----------------------<snip>---------------------
If you really do have multiple units of work that need to coordinate their
processing then you need; not only a way to poke the other guy in the arm or
wait for a poke in the arm, but you also need something that doesn't allow you
to miss a poke in the arm. In other words, you need a predictable and reliable
means of passing data back and forth between the poker and the pokee...
---------------------<unsnip>---------------------
I've always used two dynamic queues for this: a "waiting for service"

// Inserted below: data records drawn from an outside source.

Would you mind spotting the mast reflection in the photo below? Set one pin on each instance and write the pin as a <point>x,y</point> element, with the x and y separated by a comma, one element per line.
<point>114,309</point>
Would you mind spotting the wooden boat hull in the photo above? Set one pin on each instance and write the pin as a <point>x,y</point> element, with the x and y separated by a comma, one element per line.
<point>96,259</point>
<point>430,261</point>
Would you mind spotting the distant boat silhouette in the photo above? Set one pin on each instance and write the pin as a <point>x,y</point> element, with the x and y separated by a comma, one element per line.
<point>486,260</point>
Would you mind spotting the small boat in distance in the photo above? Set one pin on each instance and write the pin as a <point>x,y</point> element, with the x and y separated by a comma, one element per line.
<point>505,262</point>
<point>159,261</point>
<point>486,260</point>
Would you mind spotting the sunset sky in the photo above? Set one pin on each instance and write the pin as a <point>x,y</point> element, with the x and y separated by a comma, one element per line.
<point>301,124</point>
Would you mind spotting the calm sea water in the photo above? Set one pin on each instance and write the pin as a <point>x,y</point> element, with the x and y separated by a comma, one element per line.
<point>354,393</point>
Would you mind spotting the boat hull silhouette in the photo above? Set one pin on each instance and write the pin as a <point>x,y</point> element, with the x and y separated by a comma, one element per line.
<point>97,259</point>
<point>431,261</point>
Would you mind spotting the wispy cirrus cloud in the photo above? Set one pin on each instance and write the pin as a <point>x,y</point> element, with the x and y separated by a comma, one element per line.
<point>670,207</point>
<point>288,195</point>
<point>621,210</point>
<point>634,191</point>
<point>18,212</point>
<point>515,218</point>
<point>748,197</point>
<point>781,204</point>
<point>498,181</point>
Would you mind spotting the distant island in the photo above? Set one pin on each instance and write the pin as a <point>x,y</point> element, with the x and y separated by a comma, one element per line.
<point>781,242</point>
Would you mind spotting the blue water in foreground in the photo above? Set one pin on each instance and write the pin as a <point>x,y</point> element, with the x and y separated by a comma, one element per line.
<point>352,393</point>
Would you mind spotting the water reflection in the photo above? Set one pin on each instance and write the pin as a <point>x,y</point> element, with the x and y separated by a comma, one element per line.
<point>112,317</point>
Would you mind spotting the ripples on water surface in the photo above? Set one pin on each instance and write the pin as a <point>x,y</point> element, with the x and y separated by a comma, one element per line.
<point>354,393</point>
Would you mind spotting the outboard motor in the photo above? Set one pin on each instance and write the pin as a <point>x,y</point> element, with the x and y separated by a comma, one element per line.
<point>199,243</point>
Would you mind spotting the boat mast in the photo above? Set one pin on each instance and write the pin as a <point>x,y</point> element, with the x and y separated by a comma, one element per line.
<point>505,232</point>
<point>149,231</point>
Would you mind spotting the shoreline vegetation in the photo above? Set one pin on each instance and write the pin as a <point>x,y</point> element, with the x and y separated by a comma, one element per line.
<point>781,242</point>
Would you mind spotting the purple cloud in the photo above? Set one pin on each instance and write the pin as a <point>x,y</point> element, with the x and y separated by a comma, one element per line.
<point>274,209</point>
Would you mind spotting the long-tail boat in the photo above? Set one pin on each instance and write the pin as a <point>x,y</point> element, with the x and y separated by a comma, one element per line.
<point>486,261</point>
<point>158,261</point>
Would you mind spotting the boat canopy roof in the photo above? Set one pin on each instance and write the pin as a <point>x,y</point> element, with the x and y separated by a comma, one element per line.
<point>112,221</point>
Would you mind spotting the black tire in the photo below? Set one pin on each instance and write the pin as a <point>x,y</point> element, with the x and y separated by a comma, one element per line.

queue and a "Service complete" queue, managing the chaining via CS. Only
the mother task was allowed to create new elements or discard completed
elements. Also had two ECB's; one could be posted by the mother task to
inform subtasks that work was ready and the second posted by the subtask
to tell mother that work was complete. When I needed another subtask, I
just added another ECB pair and let it use the same two queues. The
mother task did all the terminal I/O (BTAM to 2260 terminals) and the
various subtasks each had specific calculation functions; restults were
passed back to the mother task, who then sent them to the appropriate
terminal. It was an attempt to emulate the old WANG calculators that so
many college engineering departments seemed to have. We had the
2260/2848 equipment; why not try to use it. I used multiple subtasks
because sometimes a user request would entail DASD I/O and let's face
it, 2314's weren't exactly blinding with their speed.